Authors: Kathleen Knowles
Kerry was grateful the Grants went to their bedroom soon after supper was over. Beth came to keep her company as she tidied up the kitchen.
“Is this what you want?” Kerry asked tentatively.
Beth looked into the distance and waited for a long time before answering. “Of course it is. It’s a great honor to be asked, I can tell you. The army now admits it needs us. They’re only sending the best civilians overseas. Nurse Reynolds had the pick of whom to take, and she chose me over more experienced nurses. She had to convince Major Owen that I was suitable. It will be much more difficult there.” She went on at length about the challenges ahead. Kerry listened without comment and cleaned dishes.
Beth at last stopped talking and cleared her throat. “Are you happy for me?”
“I want to be. I want you to have what you want. I’m proud that Nurse Reynolds believes in you.”
“There’s something else, though.”
“No, there’s not.”
“You’re unhappy,” Beth stated flatly. “You don’t wish me to go.”’
“It’s not that simple.”
“Explain it to me, then. Tell me what you’re feeling. It’s a worry to me when I can tell you’re unhappy but you won’t explain to me, just as you won’t speak of your childhood.”
I’m in love with you and you don’t know it and I can’t tell you. I don’t know how to tell you. I would like to show you but…
“I worry for your safety and I’ll miss you very much, that’s all.”
“Is that all? Kerry, look at me, please.”

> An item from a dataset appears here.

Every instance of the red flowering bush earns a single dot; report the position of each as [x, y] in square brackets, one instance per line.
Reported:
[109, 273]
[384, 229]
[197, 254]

Beth came up behind Kerry, who stood at the sink. Kerry slowly turned around and looked into her eyes. Beth’s expression was concerned and tender, but still Kerry couldn’t say what she wished to say:
I’m in love with you.
Beth touched her cheek, and Kerry gazed at her longingly and covered Beth’s hand with her own hand.
The
Golden Gate
’s
voyage to Manila took three weeks. The medical staff’s time was filled down to the second by Major Owen. He also took charge of their religious devotions in a fashion he wasn’t able to when they were back at the Presidio. They all lived together on board, they had morning and evening prayers, and no one was granted leave to not attend, not even the several staff members who were seasick the first week. The prayer services were thus enlivened by doctors and nurses stumbling out of the salon to vomit over the guardrails of the ship, much to the amusement of the ship’s seasoned navy crew.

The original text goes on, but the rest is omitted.